This extends vctrs::vec_slice to S4Vectors::Vector class by masking
vec_slice with S7::new_generic. Atomic vectors and other base S3 classes
(list, data.frame, factor, Dat, POSIXct) will dispatch to the
vctrs::vec_slice method as normal. Dispatch support on the
S4Vectors::Vector and S4Vectors::DataFrame classes provides a unified
framework for working with base R vectors and S4Vectors.
S4Vectors::Vector Implementation
This method will naively call the [ method for any S4 class that inherits
from the S4Vectors::Vector class. This may not be a very efficient way to
slice up an S4 class, but will work.
With this implementation, the x@mcol data is expected to be retained after
a call to plyxp::vec_slice(x, i).
S4Vectors::DataFrame Implementation
The DataFrame implementation works similar to how vctrs::vec_slice works
on a data.frame object. What is being sliced is the rows of x@listData.
To maintain the size stability of the DataFrame object, we change @nrows
to the appropriate value, and perform a recursive call if @elementMetadata
is not NULL.
Performance
Depending on the size and complexity of your S4 Vector object, you may find
the standard subset operation is extremely slow. For example, consider a
SummarizedExperiment whose rowData contains a CompressedGRangesList
object assigned to the name "exons" and whose length is 250,000 and
underlying @unlistData is length 1,600,000. Performing a by .features
grouping operation and attempting to evaluate the exons within the row
context would force the CompressedGRangesList object to be
chopped element-wise.
Unfortunately, there is a massive performance hit in attempting to construct
250,000 GRanges. Unless you do not mind waiting over an hour for each
dplyr verb in which exons gets evaluated, doing so is not recommended.

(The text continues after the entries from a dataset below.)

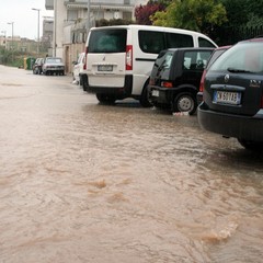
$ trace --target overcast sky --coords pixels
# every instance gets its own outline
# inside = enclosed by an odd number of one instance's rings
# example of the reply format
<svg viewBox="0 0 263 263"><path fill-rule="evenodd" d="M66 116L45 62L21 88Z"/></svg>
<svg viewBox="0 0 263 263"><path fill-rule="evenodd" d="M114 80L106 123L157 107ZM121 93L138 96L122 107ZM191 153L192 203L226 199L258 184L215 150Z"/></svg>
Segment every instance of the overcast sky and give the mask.
<svg viewBox="0 0 263 263"><path fill-rule="evenodd" d="M145 3L148 0L137 0L137 3ZM0 34L5 31L7 36L27 37L30 39L37 39L37 11L33 11L32 8L41 9L41 30L39 36L43 35L43 16L53 16L53 11L45 9L45 0L0 0Z"/></svg>
<svg viewBox="0 0 263 263"><path fill-rule="evenodd" d="M27 37L31 39L37 38L37 11L33 11L32 8L41 9L41 31L42 37L43 16L53 16L53 11L45 9L45 0L0 0L0 34L2 31L7 32L7 36L13 34L21 37Z"/></svg>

The plyxp package is planning to export a new generic
named plyxp_s4_proxy_vec().
This attempts to reconstruct certain standard S4Vectors::Vectors as
standard vectors or tibbles. The equivalent exons object would require
much more memory use, but at the advantage of only taking several seconds to
construct. When you are done, you can attempt to restore the original S4
Vector with plyxp_restore_s4_proxy().
In development, plyxp_s4_proxy_vec() is faster to work with because there
are less checks on the object validity and all @elementMetadata and
@metadata are dropped from the objects.
Arguments
- x
A vector
- i
An integer, character or logical vector specifying the locations or names of the observations to get/set. Specify
TRUEto index all elements (as inx[]), orNULL,FALSEorinteger()to index none (as inx[NULL]).- ...
These dots are for future extensions and must be empty.